STRATIGRAPHIC CONTROLS ON FRACTURE PATTERNS WITHIN THE SILURIAN DOLOMITE OF NORTHEASTERN WISCONSIN

The accuracy of predictions of groundwater movement in fractured-carbonate aquifers is often limited by how well the fracture network has been characterized. While hydrogeologists are starting to recognize that sedimentological and stratigraphic models provide a method of incorporating geologic variability into models of fluid flow, less attention has been focused on the stratigraphic controls on fracture patterns. Fracture patterns in sedimentary rock can be evaluated in terms of mechanical stratigraphy. Stratigraphic horizons that resist fracture propagation act as mechanical interfaces that bound mechanical units since fractures abut these horizons. In this study, we integrate lithostratigraphic data with a detailed characterization of the mechanical stratigraphy of the Silurian dolomite in order to better predict the distribution of fractures in the subsurface.

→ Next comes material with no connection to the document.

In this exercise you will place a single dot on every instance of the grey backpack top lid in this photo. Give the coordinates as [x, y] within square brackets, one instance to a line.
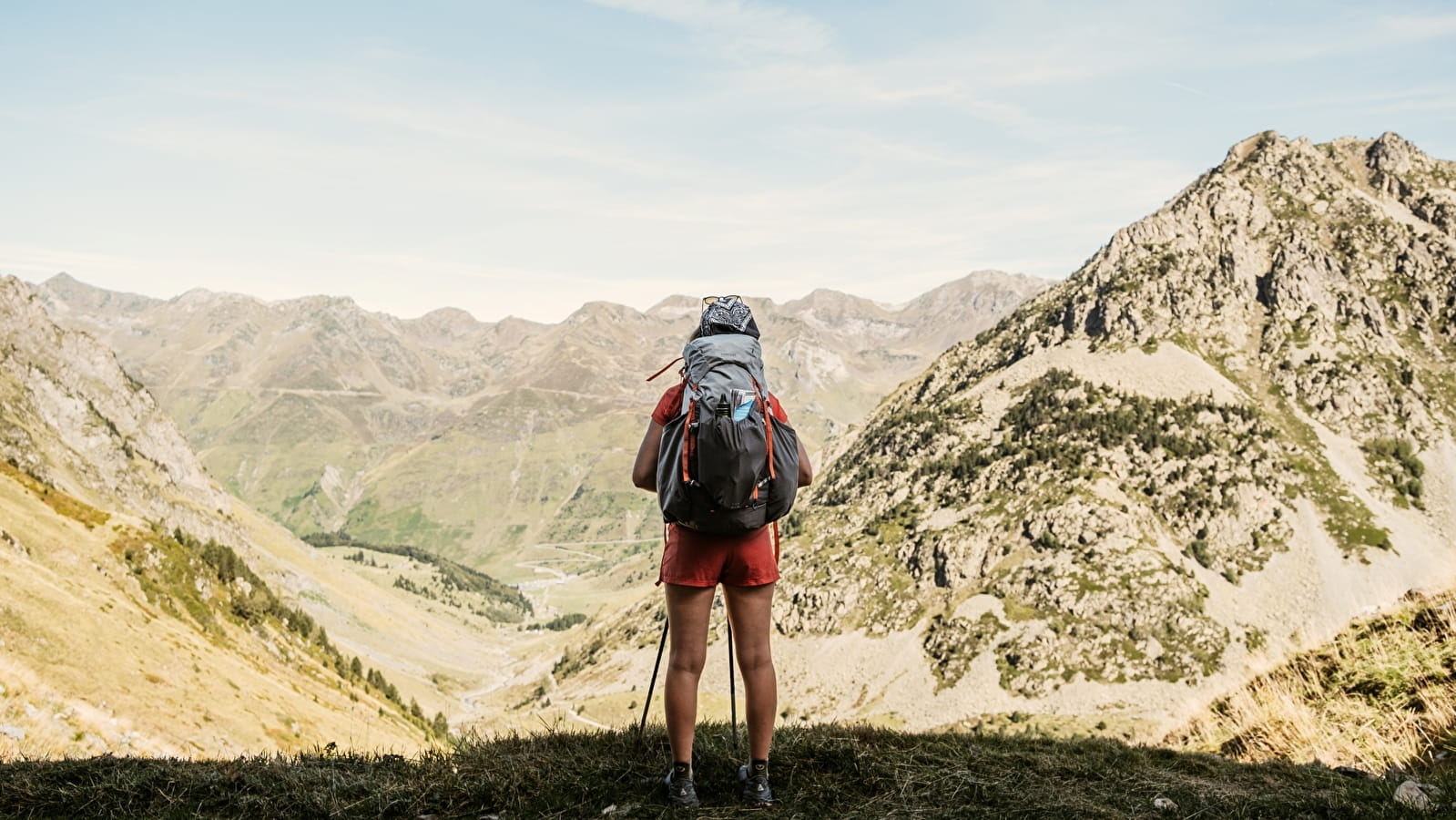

Silurian stratigraphy in the Door Peninsula consists of predictable alternations of two characteristic facies associations: the Inner Shelf Facies Association deposited in supratidal to shallow tidal environments and the Middle Shelf Facies Association deposited in subtidal environments. The Inner-Middle Shelf Facies Association is transitional between these two end members.

Fracture maps of vertical quarry walls are used to assess the stratigraphic controls on fracture patterns. Fractures in the thinly-bedded Inner Shelf Facies Association are generally evenly distributed, densely spaced, and frequently abut against depositional cycle boundaries such as organic or mud horizons. Less commonly, fractures abut against horizons within a depositional cycle. The massive Middle Shelf Facies Association contains longer and more widely spaced fractures; fractures do not appear confined to distinct stratigraphic horizons because of the overall absence of weak interfaces.

Data obtained from fracture maps are used to develop empirical relationships between lithostratigraphy and mechanical stratigraphy. These relations allow us to predict mechanical stratigraphy and fracture patterns at depth where only lithostratigraphic data are available. This methodology is tested by comparing stochastically predicted mechanical stratigraphy to observed mechanical stratigraphy.